Real-Time Interactive Recreation of 1969 Trip to Moon

WeChooseMoon

At 8:02 am Pacific Time, Thursday July 16, the John F. Kennedy Presidential Library’s We Choose the Moon project recreates the launch of the Apollo 11 moon rocket.  The interactive site will recreate the entire mission to the moon down to the minute, complete with status reports, images, 3D animations and even Twitter updates.  The site is very  slick and recreates the anticipation before a launch at the space center quite well.  You even hear the seagulls flying around the launchpad as you watch the rocket on waiting for liftoff.

This is about as close to the moon as we’re likely to get for quite some time since the national ‘let’s go to the moon again’ quagmire persists in spite of the fact that Nasa has no more spaceships to fly once the shuttle heads for the junkyard.  The International Space Station is quite possibly going to be dumped into the ocean in 2016 due to lack of interest.  But a space agency that can run radio-controlled cars on the surface of Mars is at least doing something with its money.

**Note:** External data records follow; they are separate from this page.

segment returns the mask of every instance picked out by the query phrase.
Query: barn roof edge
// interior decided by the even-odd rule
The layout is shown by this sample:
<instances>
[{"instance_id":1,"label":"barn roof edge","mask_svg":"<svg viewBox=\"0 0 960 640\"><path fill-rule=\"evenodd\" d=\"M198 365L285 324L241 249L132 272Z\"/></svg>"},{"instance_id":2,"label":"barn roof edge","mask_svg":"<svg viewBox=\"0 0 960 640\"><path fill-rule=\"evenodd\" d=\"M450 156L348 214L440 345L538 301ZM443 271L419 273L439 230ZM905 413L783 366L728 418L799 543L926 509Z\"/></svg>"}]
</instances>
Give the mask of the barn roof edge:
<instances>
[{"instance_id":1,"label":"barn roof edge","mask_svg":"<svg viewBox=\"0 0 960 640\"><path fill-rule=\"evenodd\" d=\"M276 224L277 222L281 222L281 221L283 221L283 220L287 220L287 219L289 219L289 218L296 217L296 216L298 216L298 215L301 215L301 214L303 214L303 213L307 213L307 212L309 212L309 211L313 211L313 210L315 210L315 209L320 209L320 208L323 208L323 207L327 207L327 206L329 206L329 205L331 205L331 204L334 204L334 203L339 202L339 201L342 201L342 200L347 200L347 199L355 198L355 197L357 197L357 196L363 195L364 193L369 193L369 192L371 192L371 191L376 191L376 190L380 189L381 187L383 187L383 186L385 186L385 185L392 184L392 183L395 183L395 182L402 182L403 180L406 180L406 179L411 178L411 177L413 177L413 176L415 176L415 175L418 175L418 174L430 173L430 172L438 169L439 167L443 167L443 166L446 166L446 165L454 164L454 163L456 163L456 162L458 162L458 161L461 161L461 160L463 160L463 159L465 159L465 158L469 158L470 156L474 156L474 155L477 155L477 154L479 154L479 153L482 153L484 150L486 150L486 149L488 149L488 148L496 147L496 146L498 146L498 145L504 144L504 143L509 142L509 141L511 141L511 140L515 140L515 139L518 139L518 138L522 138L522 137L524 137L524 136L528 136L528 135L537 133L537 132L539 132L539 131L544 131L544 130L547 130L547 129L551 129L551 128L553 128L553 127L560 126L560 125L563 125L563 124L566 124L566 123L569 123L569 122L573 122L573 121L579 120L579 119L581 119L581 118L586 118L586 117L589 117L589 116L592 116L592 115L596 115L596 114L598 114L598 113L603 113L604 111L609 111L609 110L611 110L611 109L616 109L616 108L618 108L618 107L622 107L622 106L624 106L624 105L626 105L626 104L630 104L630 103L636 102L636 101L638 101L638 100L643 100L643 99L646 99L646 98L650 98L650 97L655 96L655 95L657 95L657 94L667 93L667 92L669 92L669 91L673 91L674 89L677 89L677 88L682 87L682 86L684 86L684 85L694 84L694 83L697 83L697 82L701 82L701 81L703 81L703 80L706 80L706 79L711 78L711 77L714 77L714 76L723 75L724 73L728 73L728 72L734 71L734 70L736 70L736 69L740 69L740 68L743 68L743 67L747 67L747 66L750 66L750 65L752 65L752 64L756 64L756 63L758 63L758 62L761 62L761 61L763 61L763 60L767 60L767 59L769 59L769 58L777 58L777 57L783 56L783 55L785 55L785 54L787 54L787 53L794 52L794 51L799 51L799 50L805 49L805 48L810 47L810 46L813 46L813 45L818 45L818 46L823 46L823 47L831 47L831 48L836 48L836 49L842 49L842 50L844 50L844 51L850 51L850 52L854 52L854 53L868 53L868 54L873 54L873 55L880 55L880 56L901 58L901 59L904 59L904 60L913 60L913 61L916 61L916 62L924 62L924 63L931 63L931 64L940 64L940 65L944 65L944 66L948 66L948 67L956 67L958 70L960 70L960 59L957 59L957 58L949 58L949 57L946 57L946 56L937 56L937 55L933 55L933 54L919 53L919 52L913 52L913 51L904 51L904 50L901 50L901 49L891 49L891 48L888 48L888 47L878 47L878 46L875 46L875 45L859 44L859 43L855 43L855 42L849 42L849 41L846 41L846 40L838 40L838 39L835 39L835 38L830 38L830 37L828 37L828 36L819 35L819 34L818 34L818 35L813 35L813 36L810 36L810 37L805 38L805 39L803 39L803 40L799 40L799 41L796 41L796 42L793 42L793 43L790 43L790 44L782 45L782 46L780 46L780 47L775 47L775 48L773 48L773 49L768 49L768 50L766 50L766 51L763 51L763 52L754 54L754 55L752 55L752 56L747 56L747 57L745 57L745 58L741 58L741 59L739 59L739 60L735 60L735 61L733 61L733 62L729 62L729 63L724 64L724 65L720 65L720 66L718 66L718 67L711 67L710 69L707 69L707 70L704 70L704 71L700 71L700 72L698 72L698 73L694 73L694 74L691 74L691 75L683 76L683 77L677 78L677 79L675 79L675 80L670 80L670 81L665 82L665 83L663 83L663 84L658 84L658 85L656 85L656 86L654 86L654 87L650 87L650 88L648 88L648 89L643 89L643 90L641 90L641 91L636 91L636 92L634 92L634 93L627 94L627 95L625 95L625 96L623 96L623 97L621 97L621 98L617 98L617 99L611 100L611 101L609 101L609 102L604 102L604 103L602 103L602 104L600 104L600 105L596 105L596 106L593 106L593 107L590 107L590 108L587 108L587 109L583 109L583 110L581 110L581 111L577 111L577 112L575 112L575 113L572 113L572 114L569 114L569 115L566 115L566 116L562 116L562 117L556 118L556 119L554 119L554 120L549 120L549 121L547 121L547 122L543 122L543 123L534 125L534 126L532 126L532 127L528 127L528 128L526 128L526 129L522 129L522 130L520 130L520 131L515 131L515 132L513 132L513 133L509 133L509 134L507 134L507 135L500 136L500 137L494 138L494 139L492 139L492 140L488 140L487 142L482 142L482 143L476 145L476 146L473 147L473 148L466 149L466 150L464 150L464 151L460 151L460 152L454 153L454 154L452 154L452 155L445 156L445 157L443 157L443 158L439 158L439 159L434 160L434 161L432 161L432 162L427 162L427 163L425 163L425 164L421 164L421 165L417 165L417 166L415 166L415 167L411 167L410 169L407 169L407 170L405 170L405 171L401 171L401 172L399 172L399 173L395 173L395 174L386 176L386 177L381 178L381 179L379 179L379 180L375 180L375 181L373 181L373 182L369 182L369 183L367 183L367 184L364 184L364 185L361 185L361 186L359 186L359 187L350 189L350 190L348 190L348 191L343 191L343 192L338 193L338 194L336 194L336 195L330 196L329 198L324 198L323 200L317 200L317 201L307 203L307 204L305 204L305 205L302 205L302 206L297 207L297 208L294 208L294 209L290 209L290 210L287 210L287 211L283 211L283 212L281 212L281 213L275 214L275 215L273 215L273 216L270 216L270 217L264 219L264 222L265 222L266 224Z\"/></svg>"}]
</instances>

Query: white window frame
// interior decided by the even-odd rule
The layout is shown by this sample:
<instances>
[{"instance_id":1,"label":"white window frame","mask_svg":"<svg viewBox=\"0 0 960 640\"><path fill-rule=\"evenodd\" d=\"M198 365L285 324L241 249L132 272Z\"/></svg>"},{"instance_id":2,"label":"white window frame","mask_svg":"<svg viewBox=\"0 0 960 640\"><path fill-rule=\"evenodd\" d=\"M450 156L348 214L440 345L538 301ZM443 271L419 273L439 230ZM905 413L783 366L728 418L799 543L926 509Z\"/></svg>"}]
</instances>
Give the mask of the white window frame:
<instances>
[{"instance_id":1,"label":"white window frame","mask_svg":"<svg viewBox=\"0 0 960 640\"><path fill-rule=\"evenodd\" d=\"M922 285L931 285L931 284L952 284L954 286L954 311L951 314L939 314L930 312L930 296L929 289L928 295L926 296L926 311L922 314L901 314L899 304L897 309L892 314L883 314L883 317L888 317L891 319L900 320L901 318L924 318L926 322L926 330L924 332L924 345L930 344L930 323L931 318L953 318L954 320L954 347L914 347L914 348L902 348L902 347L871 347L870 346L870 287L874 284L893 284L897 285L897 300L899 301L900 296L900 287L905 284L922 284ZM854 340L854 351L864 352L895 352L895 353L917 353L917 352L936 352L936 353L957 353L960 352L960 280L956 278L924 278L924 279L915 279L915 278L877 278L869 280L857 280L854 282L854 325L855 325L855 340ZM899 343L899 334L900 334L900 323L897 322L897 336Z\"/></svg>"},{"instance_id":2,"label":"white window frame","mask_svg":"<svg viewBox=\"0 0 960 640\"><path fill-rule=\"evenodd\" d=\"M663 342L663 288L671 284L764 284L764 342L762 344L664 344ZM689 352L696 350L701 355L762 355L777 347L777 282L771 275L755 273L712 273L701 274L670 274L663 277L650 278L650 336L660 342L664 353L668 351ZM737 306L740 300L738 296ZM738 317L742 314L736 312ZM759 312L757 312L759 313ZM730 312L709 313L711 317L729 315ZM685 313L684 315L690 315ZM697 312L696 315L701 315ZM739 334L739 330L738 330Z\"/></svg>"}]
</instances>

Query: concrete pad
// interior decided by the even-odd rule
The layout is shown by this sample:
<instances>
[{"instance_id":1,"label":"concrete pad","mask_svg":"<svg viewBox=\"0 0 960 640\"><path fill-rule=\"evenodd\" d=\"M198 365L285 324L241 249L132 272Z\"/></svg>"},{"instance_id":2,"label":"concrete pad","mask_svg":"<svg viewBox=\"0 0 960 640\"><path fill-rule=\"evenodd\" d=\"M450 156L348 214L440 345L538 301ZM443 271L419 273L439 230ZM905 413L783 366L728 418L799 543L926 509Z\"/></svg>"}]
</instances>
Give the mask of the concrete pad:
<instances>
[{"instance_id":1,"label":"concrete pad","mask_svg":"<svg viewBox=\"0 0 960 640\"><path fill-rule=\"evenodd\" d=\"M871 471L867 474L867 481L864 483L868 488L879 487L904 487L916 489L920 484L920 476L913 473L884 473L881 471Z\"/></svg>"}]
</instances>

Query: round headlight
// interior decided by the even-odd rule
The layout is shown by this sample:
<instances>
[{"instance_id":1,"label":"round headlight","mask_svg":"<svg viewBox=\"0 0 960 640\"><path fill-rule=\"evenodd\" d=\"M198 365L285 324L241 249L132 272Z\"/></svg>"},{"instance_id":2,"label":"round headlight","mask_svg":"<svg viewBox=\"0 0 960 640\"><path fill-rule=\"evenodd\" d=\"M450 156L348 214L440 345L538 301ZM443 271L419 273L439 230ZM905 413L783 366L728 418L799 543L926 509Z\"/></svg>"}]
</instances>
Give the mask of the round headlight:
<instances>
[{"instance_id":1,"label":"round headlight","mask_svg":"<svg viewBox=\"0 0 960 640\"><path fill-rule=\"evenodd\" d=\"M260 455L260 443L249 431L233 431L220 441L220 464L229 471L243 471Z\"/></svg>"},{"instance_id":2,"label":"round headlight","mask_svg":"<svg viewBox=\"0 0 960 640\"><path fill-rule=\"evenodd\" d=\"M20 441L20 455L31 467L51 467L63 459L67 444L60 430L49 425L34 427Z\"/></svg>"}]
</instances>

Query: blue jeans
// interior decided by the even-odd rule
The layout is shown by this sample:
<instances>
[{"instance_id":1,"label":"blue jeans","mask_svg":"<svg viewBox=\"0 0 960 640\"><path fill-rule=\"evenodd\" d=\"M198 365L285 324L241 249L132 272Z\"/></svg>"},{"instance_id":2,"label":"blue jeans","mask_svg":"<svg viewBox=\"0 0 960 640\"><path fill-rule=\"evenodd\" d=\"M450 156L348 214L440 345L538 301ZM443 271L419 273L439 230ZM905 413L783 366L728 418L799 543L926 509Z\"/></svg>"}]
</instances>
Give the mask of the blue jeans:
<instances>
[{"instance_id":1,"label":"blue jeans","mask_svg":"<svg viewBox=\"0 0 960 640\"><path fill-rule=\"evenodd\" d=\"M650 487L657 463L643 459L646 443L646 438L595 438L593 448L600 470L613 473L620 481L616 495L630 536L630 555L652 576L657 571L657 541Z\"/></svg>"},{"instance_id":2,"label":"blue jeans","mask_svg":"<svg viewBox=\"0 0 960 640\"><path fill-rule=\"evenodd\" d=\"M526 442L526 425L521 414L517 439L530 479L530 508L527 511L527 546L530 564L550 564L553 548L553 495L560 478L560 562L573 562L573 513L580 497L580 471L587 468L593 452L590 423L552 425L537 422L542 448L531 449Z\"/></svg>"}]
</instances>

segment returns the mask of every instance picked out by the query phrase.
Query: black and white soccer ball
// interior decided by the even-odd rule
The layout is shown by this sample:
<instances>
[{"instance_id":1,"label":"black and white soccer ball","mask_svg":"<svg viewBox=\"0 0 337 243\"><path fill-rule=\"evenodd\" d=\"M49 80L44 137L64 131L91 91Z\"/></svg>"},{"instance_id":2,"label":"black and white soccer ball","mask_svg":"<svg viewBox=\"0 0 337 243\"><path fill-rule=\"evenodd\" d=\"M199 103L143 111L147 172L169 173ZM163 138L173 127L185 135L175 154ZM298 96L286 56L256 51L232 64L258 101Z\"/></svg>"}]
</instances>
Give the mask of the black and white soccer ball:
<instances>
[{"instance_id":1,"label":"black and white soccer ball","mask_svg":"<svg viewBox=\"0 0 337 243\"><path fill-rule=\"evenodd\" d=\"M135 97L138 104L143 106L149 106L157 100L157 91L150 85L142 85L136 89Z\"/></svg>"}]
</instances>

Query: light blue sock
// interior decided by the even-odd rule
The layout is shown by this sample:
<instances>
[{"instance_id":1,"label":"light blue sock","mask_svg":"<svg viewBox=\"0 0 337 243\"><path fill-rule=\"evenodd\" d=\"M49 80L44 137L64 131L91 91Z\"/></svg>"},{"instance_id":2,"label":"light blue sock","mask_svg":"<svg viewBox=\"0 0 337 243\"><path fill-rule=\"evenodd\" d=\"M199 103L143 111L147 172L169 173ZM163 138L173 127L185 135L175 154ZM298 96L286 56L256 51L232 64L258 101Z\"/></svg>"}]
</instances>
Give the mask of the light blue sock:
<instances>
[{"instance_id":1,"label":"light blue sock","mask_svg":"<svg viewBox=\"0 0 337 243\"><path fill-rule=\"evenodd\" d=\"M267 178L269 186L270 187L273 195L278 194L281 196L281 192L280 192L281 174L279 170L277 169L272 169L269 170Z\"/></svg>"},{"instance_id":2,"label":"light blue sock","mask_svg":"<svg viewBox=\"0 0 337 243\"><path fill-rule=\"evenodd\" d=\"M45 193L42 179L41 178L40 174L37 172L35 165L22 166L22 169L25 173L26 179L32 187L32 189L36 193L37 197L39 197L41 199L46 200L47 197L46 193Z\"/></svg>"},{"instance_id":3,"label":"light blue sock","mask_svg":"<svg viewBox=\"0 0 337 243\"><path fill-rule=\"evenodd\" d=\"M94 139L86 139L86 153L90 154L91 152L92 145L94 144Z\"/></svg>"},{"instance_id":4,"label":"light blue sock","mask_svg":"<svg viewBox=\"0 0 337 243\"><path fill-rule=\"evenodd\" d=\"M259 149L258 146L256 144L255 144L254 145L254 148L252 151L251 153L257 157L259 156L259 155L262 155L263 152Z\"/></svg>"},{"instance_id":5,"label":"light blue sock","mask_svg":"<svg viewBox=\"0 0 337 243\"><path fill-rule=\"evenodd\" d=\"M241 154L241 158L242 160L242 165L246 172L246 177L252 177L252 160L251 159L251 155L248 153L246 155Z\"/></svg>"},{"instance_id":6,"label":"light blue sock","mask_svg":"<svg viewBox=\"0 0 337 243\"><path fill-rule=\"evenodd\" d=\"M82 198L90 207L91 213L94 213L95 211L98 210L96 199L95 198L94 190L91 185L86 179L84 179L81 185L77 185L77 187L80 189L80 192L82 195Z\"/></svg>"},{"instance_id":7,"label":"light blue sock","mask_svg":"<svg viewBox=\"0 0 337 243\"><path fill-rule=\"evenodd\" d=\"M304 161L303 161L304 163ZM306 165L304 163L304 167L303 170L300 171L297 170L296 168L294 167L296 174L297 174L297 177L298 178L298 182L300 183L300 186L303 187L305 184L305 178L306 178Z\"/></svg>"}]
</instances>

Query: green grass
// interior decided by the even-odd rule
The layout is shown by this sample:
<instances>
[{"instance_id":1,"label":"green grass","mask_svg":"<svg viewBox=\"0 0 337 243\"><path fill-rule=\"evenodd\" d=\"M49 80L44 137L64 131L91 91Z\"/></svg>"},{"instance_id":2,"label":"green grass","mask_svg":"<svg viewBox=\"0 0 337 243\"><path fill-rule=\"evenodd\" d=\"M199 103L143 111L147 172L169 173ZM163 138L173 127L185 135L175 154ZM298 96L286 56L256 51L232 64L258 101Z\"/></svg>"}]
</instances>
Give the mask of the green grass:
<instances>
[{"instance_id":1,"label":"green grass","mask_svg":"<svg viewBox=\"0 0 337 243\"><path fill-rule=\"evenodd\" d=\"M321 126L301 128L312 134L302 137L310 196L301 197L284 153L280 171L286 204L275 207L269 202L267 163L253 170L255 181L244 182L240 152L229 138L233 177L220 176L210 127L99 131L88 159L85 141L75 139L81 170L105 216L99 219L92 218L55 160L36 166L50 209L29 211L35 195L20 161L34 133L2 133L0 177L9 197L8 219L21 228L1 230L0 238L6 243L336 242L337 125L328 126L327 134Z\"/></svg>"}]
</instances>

Moon: A Science Fiction Film Trailer

Moon is a new science fiction film directed by Duncan Jones. It stars Sam Rockwell as a man administering a lonely moon base for a shift that lasts several years. The trailer looks pretty good, but I’m not sold on it. I do like to see a serious science fiction film getting projected in theaters after the horrific damage that’s been done to the genre by clever little men like George Lucas.  In fact, I blame Lucas more than Tolkien for the fact that every bookstore loads its science fiction shelves with sword fantasy books.  As soon as the idiotic Obi Wan Kenobi pulled out a lightsaber, the sci-fi film genre was doomed. But this thing looks from its trailer to be a mashup of homages to 2001: A Space Odyssey, Silent Running and Solaris. I just don’t get into ‘homage’ movies.  A little subtle homage is fine.  But this trailer is just packed to the gills with barely altered rips right out of these classic films. No serious science fiction director makes a movie that’s an homage to other movies. Stanley Kubrick would have choked on a chess piece if someone had suggested such a thing to him.  So, I’m sure I’ll give this movie a chance and go see it, but I fear that it will be exactly the movie it appears to be in its trailer.  The effects do have that wonderful super-reality quality to them that 2001 and television show Space 1999 had.